I do not go far. Watch for me, listen for me. I do not leave you. Inevitable as the setting sun, his eyes closed.

She wailed. He felt her pain rise up in a wall of agony and protest. He knew it kept her from understanding what he said: that they could not truly be parted, that his love would surround her every day of her life, and that one day they would be together again.

I need you, Robin! I need your touch, your warmth, your presence. I need your strength. Oh, please, my love, do not go from me.

He sank and flowed away from her with his blood, into the earth of Sherwood and thence into its waters below and then burning, burning up through the trees themselves and, like radiance, into the holy air.

But she did not see. In her vast pain, she could not see him.

All the radiance behind Curlew’s eyelids died to a small, steady flame—his mother’s essence still burning. And he heard her voice in his blood and bones.

I cannot come with you. But do not doubt all love lasts forever. Go to her, son—she needs you now even as she did then.

At once he flew backwards through darkness. His mother’s flame grew more distant. He felt only the grip of Heron’s tensed hands.

Grief accompanied him from the vision, both that felt by she whom he had seen weeping and his own, caused by the knowledge he would not be able to fulfill his father’s greatest wish. He came to himself with a sob in his throat and tears blurring his eyes. Heron’s face swam before him, as did that of his mother, so still.

Heron released Curlew’s hands. Curlew did not know if Heron had seen the same terrible vision as he. Blinking rapidly, he observed that his cousin’s expression looked grave and grim. Gracefully, Heron arose, turned to Curlew’s father, and placed both hands on his head.

“Uncle, I am sorry.”

****

“I did reach her you know, Pa,” Curlew said awkwardly. He and his father sat together beside the fire, not far from his mother’s quiet form.
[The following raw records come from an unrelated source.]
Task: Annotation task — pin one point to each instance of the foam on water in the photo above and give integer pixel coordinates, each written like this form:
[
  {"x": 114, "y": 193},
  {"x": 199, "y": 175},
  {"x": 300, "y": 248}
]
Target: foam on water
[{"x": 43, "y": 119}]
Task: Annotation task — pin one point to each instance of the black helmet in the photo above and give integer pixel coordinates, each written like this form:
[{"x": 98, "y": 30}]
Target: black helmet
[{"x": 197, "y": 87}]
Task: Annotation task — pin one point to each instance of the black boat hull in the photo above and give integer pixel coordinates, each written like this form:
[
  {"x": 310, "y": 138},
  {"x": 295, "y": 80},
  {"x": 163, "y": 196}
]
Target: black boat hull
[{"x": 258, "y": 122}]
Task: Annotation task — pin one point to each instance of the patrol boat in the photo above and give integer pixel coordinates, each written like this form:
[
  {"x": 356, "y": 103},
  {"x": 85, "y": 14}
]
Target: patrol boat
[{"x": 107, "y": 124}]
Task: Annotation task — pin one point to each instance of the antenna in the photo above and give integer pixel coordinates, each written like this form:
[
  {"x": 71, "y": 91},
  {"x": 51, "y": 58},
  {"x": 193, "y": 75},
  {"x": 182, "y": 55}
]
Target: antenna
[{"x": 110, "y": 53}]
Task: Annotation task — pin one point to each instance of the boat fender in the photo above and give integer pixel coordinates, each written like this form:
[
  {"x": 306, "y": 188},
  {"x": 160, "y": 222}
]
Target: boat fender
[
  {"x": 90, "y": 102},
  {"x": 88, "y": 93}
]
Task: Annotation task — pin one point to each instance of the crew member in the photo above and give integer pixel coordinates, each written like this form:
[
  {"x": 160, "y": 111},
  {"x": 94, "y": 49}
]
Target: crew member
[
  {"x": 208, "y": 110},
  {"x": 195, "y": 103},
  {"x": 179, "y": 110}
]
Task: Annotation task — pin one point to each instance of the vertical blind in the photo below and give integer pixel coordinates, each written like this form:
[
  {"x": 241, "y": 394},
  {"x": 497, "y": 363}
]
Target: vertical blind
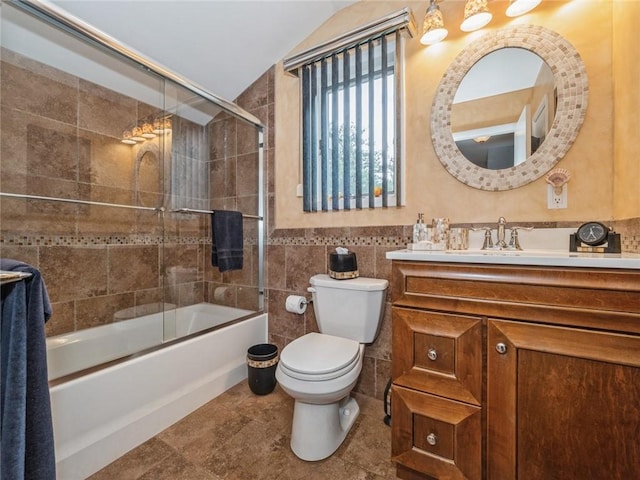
[{"x": 349, "y": 112}]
Gareth fretted about keeping her warm enough, with the chill night coming on. How to explain that his mother would not return to the man she loved and who loved her so well? “She gave a message.”
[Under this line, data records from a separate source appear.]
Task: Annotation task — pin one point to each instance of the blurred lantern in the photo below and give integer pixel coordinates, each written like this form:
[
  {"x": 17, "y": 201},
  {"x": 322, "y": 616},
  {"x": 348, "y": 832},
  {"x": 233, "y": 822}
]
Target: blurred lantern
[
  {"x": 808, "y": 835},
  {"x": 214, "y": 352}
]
His father raised his ravaged face. A handsome man, save for the old, thin scar that snaked down his left cheek, he now showed his age for the first time.

“What message?”

“She said to never doubt that love lasts forever.”

Gareth gave a hard laugh. “I knew that already. It does not keep my heart from breaking each time I look at her.”

Still more awkwardly, Curlew said, “You are strong, Pa. None stronger. You can endure this.”

Slowly, Gareth shook his head. He spread his hands. “I cannot.”

“Do not despair, for she lives yet.”

“Aye, son, so she does.”

“Let us carry her back to Oakham. You stay there with us. I do not like to think of you here on your own.”

Gareth’s gray eyes met Curlew’s. “That is what your aunt suggested. She and Falcon must go back to deal with this new threat from Nottingham. But if I come…” Gareth corrected softly, “If we come, then my choices will not be my own.”

“Choices? Of what do you speak?”

His father did not answer.

“Pa?”

“I must be free to choose, Lew, to not go on without her.”

Horror twisted through Curlew’s heart. He thought of the woman in his vision—Marian, his own great-grandmother and wife to Robin Hood—and her despair as her husband lay dying. She had not grasped how Robin’s essence had become part of the air itself, so that as long as she kept breathing he remained with her.

He bade his father, “Do not make the mistake others have made in the past.” Surely he had received that vision just so he could bring this warning. “What of the rest of us, should both of you perish? Please come back to Oakham with me.”

“You are a good son.” Gareth’s hand, scarred from many battles, came out and cupped the side of Curlew’s face. “But I am where I need to be.”

“Can you not speak to her?” Curlew knew his parents communicated by thought far more frequently than in words.

Gareth shook his head. “I speak. I do not know if she hears.”

“She hears you, Pa, always.”

“Sherwood gives,” Gareth said heavily, “and it takes much. Go home, son, and leave me to my vigil.”